Some small organizations believe they can’t overcome this problem. But is this true? I don’t think so.

Here’s two easy steps to create greater transparency and safety when the separation of accounting duties is not possible.

1. Bank Account Transparency

First, consider this simple control: Provide all bank statements to someone other than the bookkeeper. Allow this second person to receive the bank statements before the bookkeeper. While no silver bullet, it has power.

Persons who might receive the bank statements first (before the bookkeeper) include the following:

  • A nonprofit board member
  • The mayor of a small city
  • The owner of a small business
  • The library director
  • A church leader

What is the receiver of the bank statements to do? Merely open the bank statements and review the contents for appropriateness (mainly cleared checks).

In many small entities, accounting processes are a mystery to board members or owners. Why? Only one person (the bookkeeper) understands the disbursement process, the recording of journal entries, billing and collections, and payroll.

Relying on a trusted bookkeeper is not a good thing. So how can you shine the light?

Allow a second person to see the bank statements.

Fraud decreases when the bookkeeper knows someone is watching. Suppose the bookkeeper desires to write a check to himself but realizes that a board member will see the cleared check. Is this a deterrent? You bet.

Don’t want to send the bank statements to a second person? Request that the bank provide read-only online access to the second person. And let the bookkeeper know.

Even the appearance of transparency creates (at least some) safety. Suppose the second person reviewer opens the bank statements (before providing them to the bookkeeper) and does nothing else. The perception of a review enhances safety. I am not recommending that the review not be performed. But if the bookkeeper even thinks someone is watching, fraud will lessen.

When you audit cash, see if these types of controls are in place.

Now, let’s look at the second step to overcome a lack of segregation of duties. Surprise audits.

2. Surprise Audits

Another way to create small-entity transparency is to perform surprise audits. These reviews are not opinion audits (such as those issued by CPAs). They involve random inspections of various areas such as viewing all checks clearing the May bank statement. Such a review can be contracted out to a CPA. Or they can be performed by someone in the company. For example, a board member.

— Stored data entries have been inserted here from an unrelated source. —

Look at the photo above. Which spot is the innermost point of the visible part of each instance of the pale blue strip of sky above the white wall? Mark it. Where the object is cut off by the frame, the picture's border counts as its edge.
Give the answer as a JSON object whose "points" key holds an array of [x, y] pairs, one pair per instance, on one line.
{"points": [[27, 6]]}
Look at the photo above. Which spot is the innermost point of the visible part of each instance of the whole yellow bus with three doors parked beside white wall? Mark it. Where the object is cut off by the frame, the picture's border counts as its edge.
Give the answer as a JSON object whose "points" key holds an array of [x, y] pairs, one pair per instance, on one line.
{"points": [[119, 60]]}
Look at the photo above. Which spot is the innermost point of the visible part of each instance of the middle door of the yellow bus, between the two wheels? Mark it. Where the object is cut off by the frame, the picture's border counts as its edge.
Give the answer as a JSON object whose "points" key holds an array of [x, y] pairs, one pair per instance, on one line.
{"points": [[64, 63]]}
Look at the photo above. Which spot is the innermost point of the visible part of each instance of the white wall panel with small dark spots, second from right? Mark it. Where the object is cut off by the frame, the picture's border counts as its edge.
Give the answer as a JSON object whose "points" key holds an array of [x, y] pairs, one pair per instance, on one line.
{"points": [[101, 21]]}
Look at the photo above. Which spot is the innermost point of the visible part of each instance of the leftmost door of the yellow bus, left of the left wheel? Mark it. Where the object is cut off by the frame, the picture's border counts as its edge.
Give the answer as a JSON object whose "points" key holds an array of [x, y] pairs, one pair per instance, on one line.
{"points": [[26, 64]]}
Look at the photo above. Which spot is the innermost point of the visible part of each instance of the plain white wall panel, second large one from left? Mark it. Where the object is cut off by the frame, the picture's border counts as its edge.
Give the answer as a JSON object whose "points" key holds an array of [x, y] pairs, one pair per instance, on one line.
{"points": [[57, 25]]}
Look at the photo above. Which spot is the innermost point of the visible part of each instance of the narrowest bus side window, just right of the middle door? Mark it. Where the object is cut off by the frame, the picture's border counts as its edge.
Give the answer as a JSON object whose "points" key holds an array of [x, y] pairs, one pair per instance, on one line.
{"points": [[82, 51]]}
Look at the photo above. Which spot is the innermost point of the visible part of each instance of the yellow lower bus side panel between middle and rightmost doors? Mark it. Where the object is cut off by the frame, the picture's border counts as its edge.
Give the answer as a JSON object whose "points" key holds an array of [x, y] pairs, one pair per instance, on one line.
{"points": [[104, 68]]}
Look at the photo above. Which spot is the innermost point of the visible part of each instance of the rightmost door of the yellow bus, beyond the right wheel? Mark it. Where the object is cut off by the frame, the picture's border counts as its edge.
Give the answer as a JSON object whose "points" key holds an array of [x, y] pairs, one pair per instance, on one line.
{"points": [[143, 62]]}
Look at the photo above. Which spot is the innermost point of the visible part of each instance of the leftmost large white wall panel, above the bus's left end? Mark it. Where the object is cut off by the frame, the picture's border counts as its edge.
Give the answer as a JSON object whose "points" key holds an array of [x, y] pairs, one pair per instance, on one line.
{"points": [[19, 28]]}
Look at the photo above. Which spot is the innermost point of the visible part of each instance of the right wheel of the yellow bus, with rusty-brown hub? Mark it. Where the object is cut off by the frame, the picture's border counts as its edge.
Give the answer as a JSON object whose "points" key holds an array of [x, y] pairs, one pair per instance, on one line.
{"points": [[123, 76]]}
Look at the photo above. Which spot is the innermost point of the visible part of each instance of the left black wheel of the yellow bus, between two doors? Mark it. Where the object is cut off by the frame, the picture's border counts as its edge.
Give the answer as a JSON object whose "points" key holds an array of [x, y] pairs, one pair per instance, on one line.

Additionally, adopt a written policy stating that the surprise inspections will occur once or twice a year.

The policy could be as simple as:

Twice a year a board member (or designee other than the bookkeeper) will inspect the accounting system and related documents. The scope and details of the inspection will be at the judgment of the board member (or designee). An inspection report will be provided to the board.

Why word the policy this way? You want to make the system general enough that the bookkeeper has no idea what will be examined but distinct enough that a regular review occurs. 

Surprise Audit Ideas

Here are some surprise audit ideas:

  • Inspect all cleared checks that clear a particular month for appropriate payees and signatures and endorsements
  • Agree all receipts to the deposit slip for three different time periods
  • Review all journal entries made in a two week period and request an explanation for each
  • Inspect two bank reconciliations for appropriateness
  • Review one monthly budget to actual report (look for unusual variances)
  • Request a report of all new vendors added in the last six months and review for appropriateness

The reviewer may not perform all of the procedures and can perform just one. What is done is not as important as the fact that something is done. In other words, the primary purpose of the surprise audit is to make the bookkeeper think twice about whether he or she can steal and not get caught.

I will say it again. Having multiple people involved reduces the threat of fraud.

Segregation of Duties Summary

In summary, the beauty of these two procedures (bank account transparency and surprise audits) is they are straightforward and cheap to implement. Even so, they are powerful. So shine the light.

What other procedures do you recommend?